The process is triggered by identifying multi/bi-lingual websites with content related to the targeted domains. The main sources are websites of National Agencies, International organisations and broadcasts. Then, the ILSP Focused Crawler (ILSP-FC) toolkit is used to acquire the main content of the detected websites and to identify pairs of candidate parallel documents. Depending on the format of the source data, efficient methods for text extraction are applied, including for instance OCR on PDF files. The next step leverages multilingual embeddings to extract Translation Units (TUs). Finally, a battery of criteria is applied to filter out TUs of limited or no use (e.g. sentences containing only numbers) and thus generate parallel LRs of high quality. It is worth mentioning that the constructed datasets are clustered into groups, according to the conditions of use indicated on the websites the data originated from.
In the current COVID-19 crisis, the ELRC language data collection activities also addressed the growing demand for improved technology-enhanced multilingual access to COVID-19 information. As part of the data collection activities in the “Health” domain, efforts focused on identifying reliable sources of language data and on compiling dedicated resources on the pandemic. To this end, the relevant MEDISYS metadata collections have been parsed and harvested in order to extract pairs of parallel sentences from comparable corpora by applying the above-mentioned workflow. Parts of these datasets were offered to the MLIA-Eval initiative.
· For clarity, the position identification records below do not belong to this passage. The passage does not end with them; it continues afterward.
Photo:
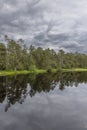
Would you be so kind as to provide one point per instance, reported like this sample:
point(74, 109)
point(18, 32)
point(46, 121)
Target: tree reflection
point(16, 88)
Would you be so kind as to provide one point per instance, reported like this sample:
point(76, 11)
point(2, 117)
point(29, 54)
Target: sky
point(57, 24)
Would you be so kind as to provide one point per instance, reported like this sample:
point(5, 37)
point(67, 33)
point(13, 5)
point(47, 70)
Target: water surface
point(44, 102)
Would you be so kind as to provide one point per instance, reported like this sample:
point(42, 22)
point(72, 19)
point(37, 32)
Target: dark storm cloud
point(47, 23)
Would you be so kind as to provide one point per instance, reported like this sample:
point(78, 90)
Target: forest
point(16, 56)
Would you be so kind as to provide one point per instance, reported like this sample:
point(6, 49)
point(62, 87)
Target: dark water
point(44, 102)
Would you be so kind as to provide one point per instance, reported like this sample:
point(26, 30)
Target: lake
point(44, 102)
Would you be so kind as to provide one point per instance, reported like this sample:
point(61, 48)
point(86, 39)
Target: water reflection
point(17, 88)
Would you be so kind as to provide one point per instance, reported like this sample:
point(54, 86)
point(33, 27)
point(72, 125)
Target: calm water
point(44, 102)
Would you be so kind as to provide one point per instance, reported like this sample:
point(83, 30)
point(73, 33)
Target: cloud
point(52, 23)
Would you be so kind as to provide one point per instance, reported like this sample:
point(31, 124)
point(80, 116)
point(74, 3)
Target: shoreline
point(38, 71)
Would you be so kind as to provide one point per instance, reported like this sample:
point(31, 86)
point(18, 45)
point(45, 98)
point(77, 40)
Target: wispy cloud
point(51, 23)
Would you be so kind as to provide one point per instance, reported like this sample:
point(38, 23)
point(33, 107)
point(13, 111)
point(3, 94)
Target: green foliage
point(15, 56)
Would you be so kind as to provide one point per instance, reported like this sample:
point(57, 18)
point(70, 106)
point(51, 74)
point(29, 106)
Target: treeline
point(15, 56)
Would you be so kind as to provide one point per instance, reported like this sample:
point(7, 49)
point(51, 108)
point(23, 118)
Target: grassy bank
point(37, 71)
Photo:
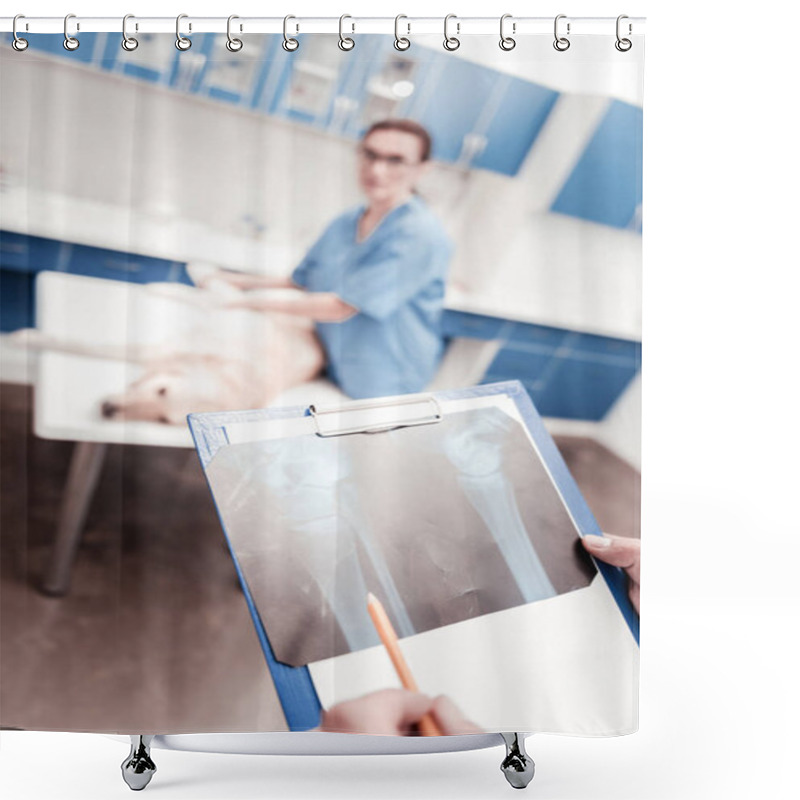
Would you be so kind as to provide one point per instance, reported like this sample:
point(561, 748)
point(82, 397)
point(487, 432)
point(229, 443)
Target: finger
point(619, 551)
point(411, 707)
point(634, 593)
point(450, 719)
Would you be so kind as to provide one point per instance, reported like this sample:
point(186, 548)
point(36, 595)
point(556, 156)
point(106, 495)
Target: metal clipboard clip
point(376, 416)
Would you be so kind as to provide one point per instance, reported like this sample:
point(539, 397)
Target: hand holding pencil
point(398, 712)
point(427, 725)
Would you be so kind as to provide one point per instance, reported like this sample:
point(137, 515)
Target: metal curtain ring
point(234, 45)
point(18, 43)
point(401, 42)
point(289, 44)
point(561, 43)
point(70, 42)
point(623, 45)
point(181, 42)
point(128, 43)
point(451, 42)
point(345, 42)
point(506, 42)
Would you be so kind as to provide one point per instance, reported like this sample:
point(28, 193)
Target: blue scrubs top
point(396, 280)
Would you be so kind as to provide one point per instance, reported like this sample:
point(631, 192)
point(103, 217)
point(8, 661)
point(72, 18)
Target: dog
point(217, 359)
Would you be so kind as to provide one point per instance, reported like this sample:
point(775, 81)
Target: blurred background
point(124, 167)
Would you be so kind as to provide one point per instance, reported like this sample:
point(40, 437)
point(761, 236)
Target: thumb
point(619, 551)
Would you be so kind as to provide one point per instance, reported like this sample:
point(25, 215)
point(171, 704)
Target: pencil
point(427, 725)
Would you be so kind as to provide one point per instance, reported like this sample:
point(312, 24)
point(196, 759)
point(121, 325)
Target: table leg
point(84, 471)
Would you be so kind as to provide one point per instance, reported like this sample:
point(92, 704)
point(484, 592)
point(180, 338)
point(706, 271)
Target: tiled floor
point(155, 632)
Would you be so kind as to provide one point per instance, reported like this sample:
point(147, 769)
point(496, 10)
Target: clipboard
point(367, 424)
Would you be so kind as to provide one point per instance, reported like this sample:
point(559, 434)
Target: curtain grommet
point(18, 43)
point(128, 43)
point(401, 43)
point(507, 42)
point(234, 45)
point(70, 42)
point(289, 43)
point(181, 42)
point(346, 43)
point(561, 43)
point(451, 43)
point(623, 44)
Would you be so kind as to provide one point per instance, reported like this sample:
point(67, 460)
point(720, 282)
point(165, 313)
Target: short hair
point(407, 126)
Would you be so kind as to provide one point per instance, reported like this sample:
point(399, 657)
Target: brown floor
point(155, 633)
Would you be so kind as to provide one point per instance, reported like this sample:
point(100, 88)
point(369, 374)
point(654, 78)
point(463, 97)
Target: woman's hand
point(394, 712)
point(619, 551)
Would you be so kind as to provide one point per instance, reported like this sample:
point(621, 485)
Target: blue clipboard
point(294, 685)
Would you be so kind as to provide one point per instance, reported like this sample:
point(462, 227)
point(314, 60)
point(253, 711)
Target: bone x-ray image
point(442, 522)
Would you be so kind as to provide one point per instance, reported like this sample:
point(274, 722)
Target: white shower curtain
point(214, 229)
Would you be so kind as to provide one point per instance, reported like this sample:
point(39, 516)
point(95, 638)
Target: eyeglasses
point(392, 162)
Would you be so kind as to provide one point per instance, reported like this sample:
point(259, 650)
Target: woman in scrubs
point(374, 280)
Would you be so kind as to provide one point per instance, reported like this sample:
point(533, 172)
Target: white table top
point(538, 280)
point(70, 388)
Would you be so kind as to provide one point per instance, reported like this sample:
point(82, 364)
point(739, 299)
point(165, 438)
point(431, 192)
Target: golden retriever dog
point(216, 359)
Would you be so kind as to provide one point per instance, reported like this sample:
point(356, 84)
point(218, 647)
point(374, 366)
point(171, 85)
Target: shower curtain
point(266, 221)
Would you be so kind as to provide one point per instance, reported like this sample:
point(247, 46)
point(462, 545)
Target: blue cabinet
point(568, 374)
point(16, 300)
point(606, 183)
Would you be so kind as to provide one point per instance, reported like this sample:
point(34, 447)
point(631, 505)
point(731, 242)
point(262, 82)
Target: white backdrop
point(721, 607)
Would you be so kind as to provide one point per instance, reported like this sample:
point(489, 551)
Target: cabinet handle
point(13, 247)
point(122, 266)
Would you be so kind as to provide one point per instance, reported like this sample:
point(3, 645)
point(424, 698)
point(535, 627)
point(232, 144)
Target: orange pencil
point(427, 726)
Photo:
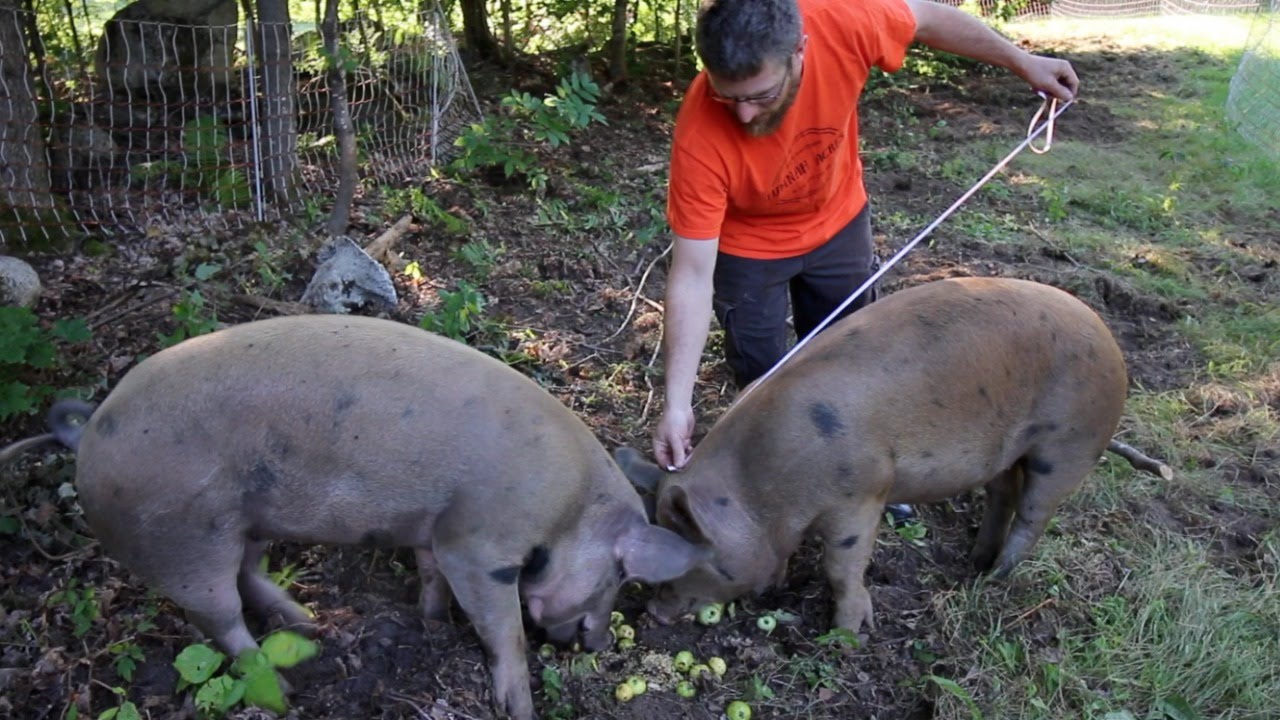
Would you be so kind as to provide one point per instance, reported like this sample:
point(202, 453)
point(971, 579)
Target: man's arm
point(951, 30)
point(685, 327)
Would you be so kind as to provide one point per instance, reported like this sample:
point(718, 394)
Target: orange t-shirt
point(787, 192)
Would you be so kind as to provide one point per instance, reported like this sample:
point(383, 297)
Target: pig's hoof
point(983, 559)
point(900, 513)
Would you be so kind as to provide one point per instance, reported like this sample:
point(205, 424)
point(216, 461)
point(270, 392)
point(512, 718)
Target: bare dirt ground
point(593, 331)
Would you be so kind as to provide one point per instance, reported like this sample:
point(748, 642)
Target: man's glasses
point(768, 98)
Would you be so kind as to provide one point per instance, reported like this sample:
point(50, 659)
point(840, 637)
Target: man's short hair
point(735, 37)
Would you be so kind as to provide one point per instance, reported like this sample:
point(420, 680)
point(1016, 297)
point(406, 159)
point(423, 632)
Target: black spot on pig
point(342, 404)
point(1037, 428)
point(104, 424)
point(278, 445)
point(378, 538)
point(826, 419)
point(535, 561)
point(506, 575)
point(1040, 465)
point(260, 478)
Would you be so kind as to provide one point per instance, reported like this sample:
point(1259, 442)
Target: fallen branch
point(1141, 461)
point(378, 249)
point(638, 296)
point(278, 306)
point(13, 451)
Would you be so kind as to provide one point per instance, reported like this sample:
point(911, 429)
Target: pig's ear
point(676, 511)
point(654, 555)
point(643, 474)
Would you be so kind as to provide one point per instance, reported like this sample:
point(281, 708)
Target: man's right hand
point(673, 438)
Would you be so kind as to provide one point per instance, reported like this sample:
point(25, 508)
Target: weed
point(480, 255)
point(192, 318)
point(26, 351)
point(460, 315)
point(251, 679)
point(504, 140)
point(81, 602)
point(266, 264)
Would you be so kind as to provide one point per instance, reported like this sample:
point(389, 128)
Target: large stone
point(348, 279)
point(19, 285)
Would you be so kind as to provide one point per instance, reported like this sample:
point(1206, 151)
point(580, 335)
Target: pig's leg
point(266, 597)
point(1001, 497)
point(849, 538)
point(1047, 479)
point(200, 577)
point(437, 596)
point(490, 600)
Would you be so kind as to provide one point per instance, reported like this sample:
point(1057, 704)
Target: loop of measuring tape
point(1054, 112)
point(1047, 104)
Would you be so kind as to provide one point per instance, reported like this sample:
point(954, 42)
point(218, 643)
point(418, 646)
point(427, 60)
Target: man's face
point(762, 100)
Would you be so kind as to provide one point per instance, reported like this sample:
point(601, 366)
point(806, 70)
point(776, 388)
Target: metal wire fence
point(1041, 9)
point(195, 127)
point(1253, 99)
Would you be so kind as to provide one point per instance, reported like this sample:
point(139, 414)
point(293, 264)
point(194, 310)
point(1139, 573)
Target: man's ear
point(656, 555)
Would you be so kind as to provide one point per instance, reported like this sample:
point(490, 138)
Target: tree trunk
point(618, 42)
point(339, 218)
point(279, 144)
point(476, 32)
point(507, 42)
point(23, 167)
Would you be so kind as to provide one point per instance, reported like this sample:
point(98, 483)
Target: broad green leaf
point(199, 662)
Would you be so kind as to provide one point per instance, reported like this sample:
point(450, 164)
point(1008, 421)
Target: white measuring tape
point(1032, 133)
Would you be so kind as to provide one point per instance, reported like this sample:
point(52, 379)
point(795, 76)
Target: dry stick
point(424, 711)
point(378, 249)
point(279, 306)
point(13, 451)
point(132, 309)
point(636, 296)
point(648, 402)
point(1141, 461)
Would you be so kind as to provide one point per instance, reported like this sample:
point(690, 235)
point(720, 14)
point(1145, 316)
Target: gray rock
point(19, 285)
point(348, 279)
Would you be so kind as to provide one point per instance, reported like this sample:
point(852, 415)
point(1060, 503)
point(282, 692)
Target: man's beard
point(766, 123)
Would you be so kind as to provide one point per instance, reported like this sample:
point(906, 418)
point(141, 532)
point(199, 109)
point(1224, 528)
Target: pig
point(941, 388)
point(351, 429)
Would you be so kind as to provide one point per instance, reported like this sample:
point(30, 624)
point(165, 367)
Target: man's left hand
point(1051, 76)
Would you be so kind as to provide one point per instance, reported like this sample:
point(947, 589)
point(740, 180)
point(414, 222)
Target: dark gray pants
point(750, 297)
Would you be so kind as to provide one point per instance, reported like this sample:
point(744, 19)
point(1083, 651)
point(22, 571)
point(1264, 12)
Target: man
point(766, 195)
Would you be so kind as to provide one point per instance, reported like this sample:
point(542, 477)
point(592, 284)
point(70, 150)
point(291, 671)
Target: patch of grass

The total number of TUs for EN-X language pairs that have been collected as part of the ELRC activities during the last two years amount to more than 40 million translation units in total. Further to the above, a considerable number of TUs have been identified for X-Y language pairs, where X and Y are CEF languages other than EN, while millions of TUs have been extracted from websites with multi-domain content, with the aim to cluster them in domain-specific subsets. In total, the constructed LRs comprise approximately 80 million TUs.1
Depending on their conditions of use as indicated by the source website, parts of these datasets are available for download through the ELRC-SHARE repository (https://elrc-share.eu/).
 Note: Data acquisition and identification of parallel sentences are work in progress. The numbers provided reflect only the current state of the tasks and are growing constantly.